Thursday, June 11, 2009

Scarification in Arkansas

Cruising down Haight Street, a man in front a tattoo shop flagged me down.

“Where you going?” I asked. It was the beginning of my shift and I’d repeat this question at least 60 more times before the night was over. It was a Tuesday in the dead of winter and I was happy to have a fare.

“16th and Valencia. I’m finishing up my back piece.” He didn’t clarify what “back piece” meant, assuming I knew the vernacular of tattoo culture. It was the late 80s in San Francisco and everybody in the Lower Haight had multiple tribal tattoos, bountiful piercings and standard issue Doc Marten’s. He took a liberty and I responded correctly, proving my hipster cache:

“You mean you just finished your back piece, right?” gesturing to the tattoo shop next to Walgreen’s.

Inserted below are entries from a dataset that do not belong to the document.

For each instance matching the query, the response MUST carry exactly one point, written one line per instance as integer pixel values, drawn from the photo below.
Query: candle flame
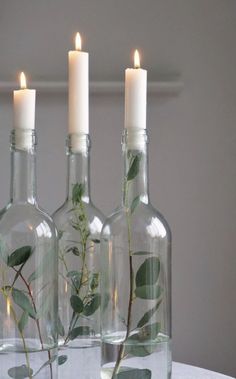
(23, 84)
(136, 59)
(78, 42)
(8, 307)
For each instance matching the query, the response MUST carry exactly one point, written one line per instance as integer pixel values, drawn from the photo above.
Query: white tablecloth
(182, 371)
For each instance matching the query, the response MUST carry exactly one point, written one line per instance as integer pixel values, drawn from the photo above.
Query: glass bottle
(79, 224)
(136, 277)
(28, 273)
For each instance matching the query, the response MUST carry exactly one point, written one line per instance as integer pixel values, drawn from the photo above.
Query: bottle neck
(135, 181)
(78, 155)
(23, 167)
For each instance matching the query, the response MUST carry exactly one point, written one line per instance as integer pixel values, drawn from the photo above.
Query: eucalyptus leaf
(60, 327)
(80, 331)
(74, 250)
(77, 192)
(148, 272)
(134, 168)
(133, 373)
(62, 359)
(92, 305)
(23, 302)
(95, 240)
(148, 315)
(23, 321)
(148, 292)
(19, 256)
(44, 264)
(49, 362)
(134, 204)
(94, 281)
(73, 274)
(76, 304)
(20, 372)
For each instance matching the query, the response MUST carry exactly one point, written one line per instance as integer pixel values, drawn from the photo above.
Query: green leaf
(148, 272)
(133, 373)
(20, 372)
(76, 304)
(134, 168)
(44, 264)
(142, 253)
(94, 281)
(77, 193)
(60, 234)
(134, 204)
(148, 315)
(23, 321)
(95, 240)
(92, 305)
(80, 331)
(148, 292)
(49, 362)
(62, 359)
(23, 302)
(74, 250)
(19, 256)
(60, 327)
(73, 274)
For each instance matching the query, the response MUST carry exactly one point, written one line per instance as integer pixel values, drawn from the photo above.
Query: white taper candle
(78, 89)
(24, 106)
(135, 95)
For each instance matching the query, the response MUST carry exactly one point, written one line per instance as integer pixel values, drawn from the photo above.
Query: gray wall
(192, 162)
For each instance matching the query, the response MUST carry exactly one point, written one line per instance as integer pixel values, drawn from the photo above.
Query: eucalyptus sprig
(143, 285)
(25, 301)
(84, 299)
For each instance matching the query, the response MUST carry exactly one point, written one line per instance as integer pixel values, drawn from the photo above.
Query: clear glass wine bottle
(136, 277)
(79, 224)
(28, 273)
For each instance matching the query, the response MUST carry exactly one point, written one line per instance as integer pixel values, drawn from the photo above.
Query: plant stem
(131, 277)
(36, 320)
(22, 336)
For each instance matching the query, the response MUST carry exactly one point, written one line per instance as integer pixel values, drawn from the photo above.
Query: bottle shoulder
(145, 219)
(23, 217)
(65, 216)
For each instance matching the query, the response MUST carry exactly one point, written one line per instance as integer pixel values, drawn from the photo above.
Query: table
(182, 371)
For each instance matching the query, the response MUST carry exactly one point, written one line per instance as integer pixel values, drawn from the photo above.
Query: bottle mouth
(23, 139)
(78, 143)
(134, 138)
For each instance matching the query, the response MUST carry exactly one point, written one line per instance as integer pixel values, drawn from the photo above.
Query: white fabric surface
(182, 371)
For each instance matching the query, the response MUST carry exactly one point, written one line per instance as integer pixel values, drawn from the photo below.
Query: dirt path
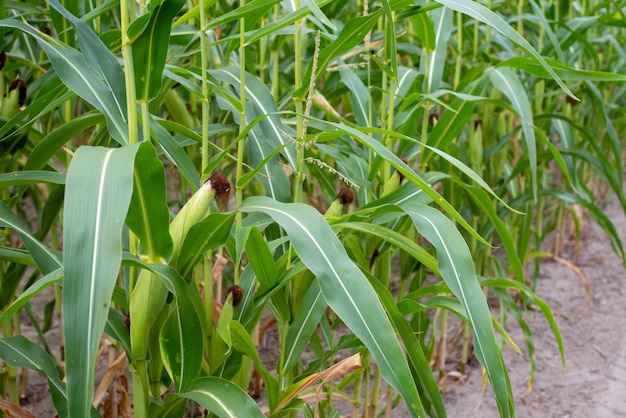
(594, 383)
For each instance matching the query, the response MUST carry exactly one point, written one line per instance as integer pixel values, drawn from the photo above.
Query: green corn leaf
(263, 103)
(21, 178)
(148, 216)
(261, 260)
(150, 49)
(507, 82)
(397, 163)
(98, 56)
(394, 238)
(47, 260)
(223, 398)
(345, 289)
(52, 143)
(564, 71)
(457, 269)
(360, 95)
(350, 36)
(98, 192)
(424, 30)
(212, 232)
(34, 289)
(504, 232)
(185, 361)
(243, 343)
(452, 121)
(310, 311)
(18, 351)
(483, 14)
(429, 389)
(75, 72)
(436, 59)
(175, 153)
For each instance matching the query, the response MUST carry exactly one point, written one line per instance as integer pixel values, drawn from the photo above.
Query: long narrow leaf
(98, 192)
(457, 269)
(483, 14)
(345, 289)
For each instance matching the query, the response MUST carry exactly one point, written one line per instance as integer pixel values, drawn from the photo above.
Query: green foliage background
(457, 127)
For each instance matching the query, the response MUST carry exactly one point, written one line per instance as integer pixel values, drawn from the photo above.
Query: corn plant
(180, 171)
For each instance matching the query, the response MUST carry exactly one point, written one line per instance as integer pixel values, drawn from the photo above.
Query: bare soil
(594, 381)
(594, 332)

“No, I was there getting scarification on my arm.” He peeled up a large bandage on his bicep, revealing 4 symmetrical vertical wounds, slightly raised and infected.

“Cool.” I said with a flare of indifference. I didn’t bother inquiring about the process, the infection said it all.

At the stop light at Church and Market, I flipped the dome light and turned around, my arm resting on the back of the front bench seat. He scooted forward, twisted his torso and pulled up the back of his shirt, revealing a very large and intricate tattoo of a medieval scene. It spanned the small of his back to the base of his neck.

“Cool,” I repeated. Not knowing what to say.

Pulling his shirt down, he said, “He should be able to finish it tonight. I’m moving back home to Arkansas this weekend to work on the family farm. Before I leave, I’m finishing up this piece on my back, I got scarification on my arm, I pierced my nipples, tongue and septum and tomorrow I got an appointment to dye my hair Manic Panic red. They don’t have any of this stuff in Arkansas.”

The light turned green and we rode in silence, as I digested his laundry list of body manipulations. To most, his instant transformation would appear contrived and calculated, a severe attempt to fit in with the trendy scene that enveloped the era; however, hearing him matter-of-factly talk about getting scarification like running an errand, I figured he wanted to return to Arkansas with trophies from the big city...and be noticed.. Being from the suburbs, I understood this urge.

I pulled over at 16th and Guerrero. As he exited, I looked out the back door and said, “Good luck in Arkansas, they’re gonna love you.”